By definition, the entropy is defined as:
entropy <- function (p) sum(-p * log(p))
I'm performing LCA using the poLCA package and trying to calculate entropy, which for some of my models are outputting NaN.
error_prior <- entropy(lca2$P) # Class proportions model 2
error_post <- mean(apply(lca2$posterior, 1, entropy), na.rm = TRUE)
results[2,8] <- round(((error_prior - error_post) / error_prior), 3)
From the answer to this question: Entropy output is NaN for some class solutions and not others, I learnt that it is caused by zeros in p and it can be resolved by adding na.omit to the function as follows:
entropy <- function (p) sum(na.omit(-p * log(p)))
My question is - is this technical tweak mathematically valid without affecting the integrity of the calculation?
In my case, around 1/3 of the values in p are zeros. I'm really unsure if I should use na.omit or find another way to resolve this problem.
CodePudding user response:
It is valid, but not transparent at first glance. The reason is that the mathematical limit of xlog(x) as x -> 0 is 0 (we can prove this using L'Hospital Rule). In this regard, the most robust definition of the function should be
entropy.safe <- function (p) {
if (any(p > 1 | p < 0)) stop("probability must be between 0 and 1")
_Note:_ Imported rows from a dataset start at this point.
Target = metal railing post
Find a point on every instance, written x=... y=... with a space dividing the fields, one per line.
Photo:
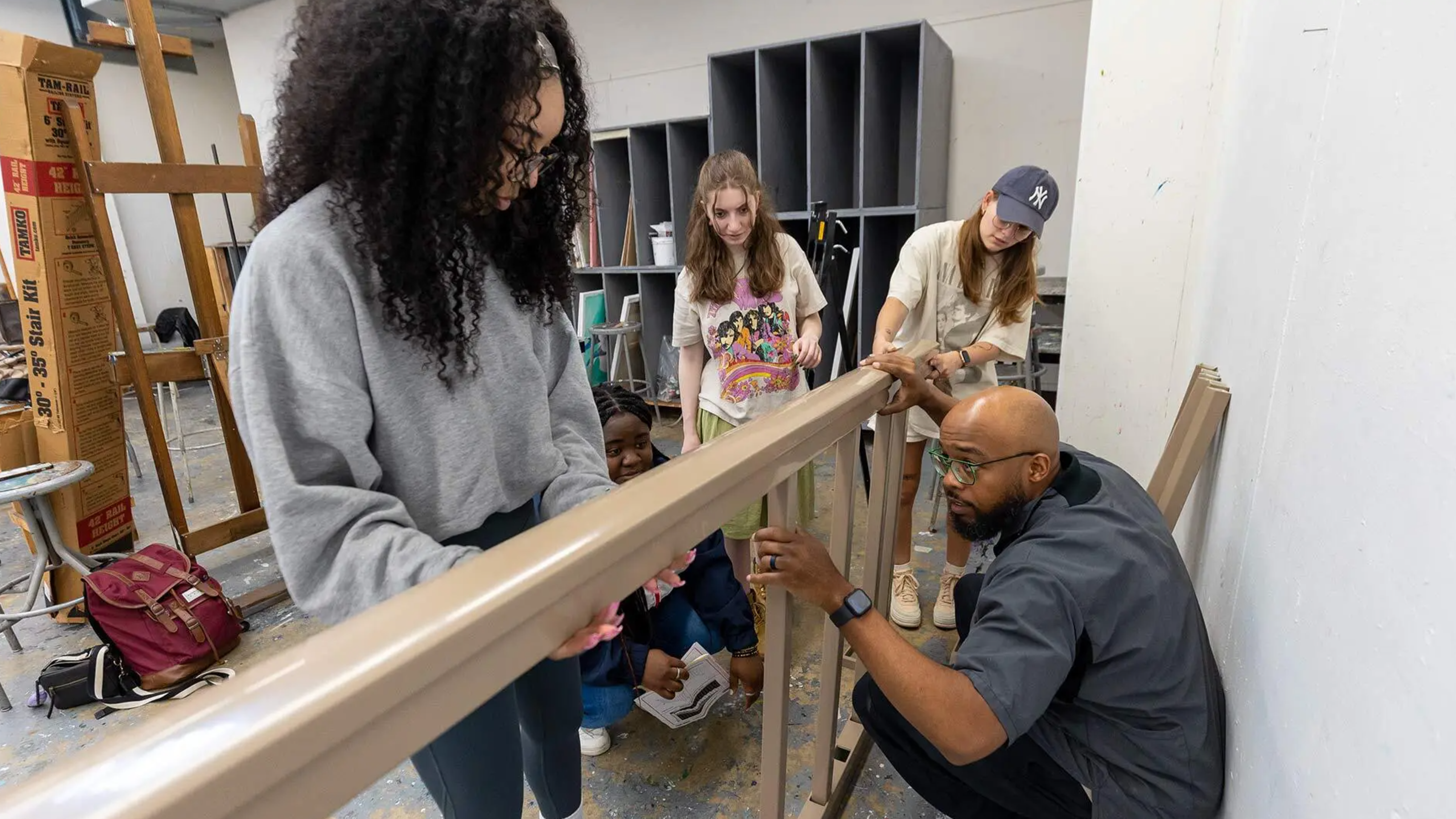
x=778 y=631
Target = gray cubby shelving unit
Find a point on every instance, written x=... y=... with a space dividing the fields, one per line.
x=859 y=120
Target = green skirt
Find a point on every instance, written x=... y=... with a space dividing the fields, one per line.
x=755 y=516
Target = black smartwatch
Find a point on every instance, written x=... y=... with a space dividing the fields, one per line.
x=855 y=605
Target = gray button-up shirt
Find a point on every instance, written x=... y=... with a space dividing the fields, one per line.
x=1088 y=640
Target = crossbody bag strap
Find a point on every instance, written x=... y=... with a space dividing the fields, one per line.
x=140 y=697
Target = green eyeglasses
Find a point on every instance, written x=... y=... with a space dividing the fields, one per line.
x=964 y=471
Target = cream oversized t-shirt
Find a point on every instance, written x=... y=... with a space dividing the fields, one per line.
x=750 y=341
x=928 y=282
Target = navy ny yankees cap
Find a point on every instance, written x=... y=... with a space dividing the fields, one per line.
x=1029 y=194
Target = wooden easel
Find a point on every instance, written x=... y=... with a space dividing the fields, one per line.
x=207 y=360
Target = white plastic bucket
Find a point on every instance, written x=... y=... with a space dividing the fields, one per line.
x=665 y=251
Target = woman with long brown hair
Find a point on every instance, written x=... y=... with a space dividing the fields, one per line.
x=969 y=286
x=746 y=323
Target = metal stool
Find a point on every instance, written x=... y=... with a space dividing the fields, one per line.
x=30 y=489
x=611 y=336
x=1030 y=369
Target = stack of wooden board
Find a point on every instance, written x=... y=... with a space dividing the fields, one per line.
x=1199 y=419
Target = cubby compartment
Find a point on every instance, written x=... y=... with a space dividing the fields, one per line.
x=892 y=99
x=586 y=282
x=686 y=152
x=782 y=125
x=657 y=318
x=835 y=121
x=880 y=253
x=614 y=187
x=797 y=228
x=733 y=103
x=651 y=194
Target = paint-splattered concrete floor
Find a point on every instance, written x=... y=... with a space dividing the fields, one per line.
x=707 y=770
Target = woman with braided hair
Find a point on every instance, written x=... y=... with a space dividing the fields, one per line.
x=661 y=623
x=404 y=372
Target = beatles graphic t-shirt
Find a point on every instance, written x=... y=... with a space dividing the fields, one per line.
x=750 y=366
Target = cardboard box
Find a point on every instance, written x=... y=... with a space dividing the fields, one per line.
x=65 y=308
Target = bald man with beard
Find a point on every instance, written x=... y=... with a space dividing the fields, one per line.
x=1084 y=684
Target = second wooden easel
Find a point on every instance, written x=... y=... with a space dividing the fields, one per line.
x=207 y=360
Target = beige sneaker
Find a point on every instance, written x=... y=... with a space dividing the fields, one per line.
x=905 y=601
x=944 y=616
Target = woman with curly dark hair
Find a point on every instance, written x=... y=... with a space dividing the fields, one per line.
x=405 y=376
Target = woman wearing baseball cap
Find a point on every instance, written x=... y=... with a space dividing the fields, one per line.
x=969 y=286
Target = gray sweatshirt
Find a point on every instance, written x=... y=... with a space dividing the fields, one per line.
x=366 y=461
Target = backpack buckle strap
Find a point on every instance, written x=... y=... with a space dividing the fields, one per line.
x=190 y=621
x=149 y=562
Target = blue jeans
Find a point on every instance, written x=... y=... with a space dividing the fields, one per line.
x=675 y=630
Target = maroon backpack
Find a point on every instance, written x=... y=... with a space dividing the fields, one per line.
x=166 y=617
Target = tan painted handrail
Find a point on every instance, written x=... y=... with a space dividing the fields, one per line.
x=311 y=728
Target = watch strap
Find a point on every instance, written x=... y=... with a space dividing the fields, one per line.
x=857 y=604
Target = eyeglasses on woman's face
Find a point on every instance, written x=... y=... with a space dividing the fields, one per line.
x=1017 y=232
x=966 y=471
x=533 y=165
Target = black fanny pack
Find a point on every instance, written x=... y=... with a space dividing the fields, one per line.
x=99 y=675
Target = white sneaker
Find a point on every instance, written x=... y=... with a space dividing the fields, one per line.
x=594 y=742
x=905 y=600
x=944 y=616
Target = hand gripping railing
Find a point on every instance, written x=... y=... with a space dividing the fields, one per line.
x=308 y=729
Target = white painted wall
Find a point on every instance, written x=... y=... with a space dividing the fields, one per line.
x=1018 y=70
x=1302 y=245
x=207 y=114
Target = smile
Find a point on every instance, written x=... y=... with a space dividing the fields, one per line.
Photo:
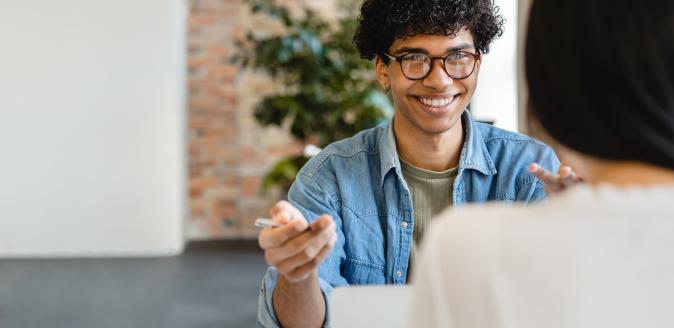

log.p <- numeric(length(p))
safe <- p != 0
log.p[safe] <- log(p[safe])
sum(-p * log.p)
}
But simply dropping p = 0 cases gives identical results, because the result at p = 0 is 0 and contributes nothing to the sum anyway.
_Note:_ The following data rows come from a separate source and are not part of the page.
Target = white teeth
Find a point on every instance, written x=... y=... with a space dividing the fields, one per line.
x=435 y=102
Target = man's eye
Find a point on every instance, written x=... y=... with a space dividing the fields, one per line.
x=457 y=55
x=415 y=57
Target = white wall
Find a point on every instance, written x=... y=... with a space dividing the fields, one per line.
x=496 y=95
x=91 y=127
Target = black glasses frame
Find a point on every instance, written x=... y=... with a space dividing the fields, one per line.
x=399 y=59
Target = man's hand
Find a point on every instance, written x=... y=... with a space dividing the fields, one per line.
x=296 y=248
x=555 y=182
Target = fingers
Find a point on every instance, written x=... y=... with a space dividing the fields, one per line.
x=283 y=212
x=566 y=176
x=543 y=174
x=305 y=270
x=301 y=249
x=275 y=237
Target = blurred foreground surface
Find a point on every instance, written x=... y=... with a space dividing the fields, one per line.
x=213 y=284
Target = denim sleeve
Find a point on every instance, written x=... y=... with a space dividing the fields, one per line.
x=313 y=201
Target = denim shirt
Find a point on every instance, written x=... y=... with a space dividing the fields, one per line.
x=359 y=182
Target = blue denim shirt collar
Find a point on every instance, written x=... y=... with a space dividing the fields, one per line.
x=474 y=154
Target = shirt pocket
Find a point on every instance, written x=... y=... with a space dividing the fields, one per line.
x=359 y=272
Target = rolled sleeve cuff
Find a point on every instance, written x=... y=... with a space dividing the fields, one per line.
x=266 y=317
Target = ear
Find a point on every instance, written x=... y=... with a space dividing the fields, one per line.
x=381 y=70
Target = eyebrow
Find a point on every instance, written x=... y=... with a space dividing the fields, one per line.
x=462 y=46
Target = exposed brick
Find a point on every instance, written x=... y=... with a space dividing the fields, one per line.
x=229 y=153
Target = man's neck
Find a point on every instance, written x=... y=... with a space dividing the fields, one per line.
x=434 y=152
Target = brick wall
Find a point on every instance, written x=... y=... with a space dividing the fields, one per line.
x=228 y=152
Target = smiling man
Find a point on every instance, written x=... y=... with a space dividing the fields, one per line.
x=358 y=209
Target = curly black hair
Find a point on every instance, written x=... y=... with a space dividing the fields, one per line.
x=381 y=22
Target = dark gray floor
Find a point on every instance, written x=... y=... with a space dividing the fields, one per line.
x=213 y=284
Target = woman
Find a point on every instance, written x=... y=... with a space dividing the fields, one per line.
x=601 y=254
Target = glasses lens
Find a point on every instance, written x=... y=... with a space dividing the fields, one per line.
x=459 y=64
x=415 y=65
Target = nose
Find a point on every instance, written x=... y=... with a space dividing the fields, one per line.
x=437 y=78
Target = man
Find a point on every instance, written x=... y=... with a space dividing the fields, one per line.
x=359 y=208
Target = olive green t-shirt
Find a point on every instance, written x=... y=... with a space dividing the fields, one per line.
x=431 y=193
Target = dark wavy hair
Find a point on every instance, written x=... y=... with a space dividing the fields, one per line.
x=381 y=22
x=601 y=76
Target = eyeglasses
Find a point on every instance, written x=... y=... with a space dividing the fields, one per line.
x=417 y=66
entropy.brutal <- function (p) {
if (any(p > 1 | p < 0)) stop("probability must be between 0 and 1")
log.p <- log(p)
## as same as sum(na.omit(-p * log.p))
sum(-p * log.p, na.rm = TRUE)
}
## p has a single 0
( p <- seq(0, 1, by = 0.1) )
#[1] 0.0 0.1 0.2 0.3 0.4 0.5 0.6 0.7 0.8 0.9 1.0
entropy.brutal(p)
#[1] 2.455935
entropy.safe(p)
#[1] 2.455935
## half of p are zeros
p[1:5] <- 0
p
#[1] 0.0 0.0 0.0 0.0 0.0 0.5 0.6 0.7 0.8 0.9 1.0
entropy.brutal(p)
#[1] 1.176081
entropy.safe(p)
#[1] 1.176081
In conclusion, we can use either entropy.brutal or entropy.safe.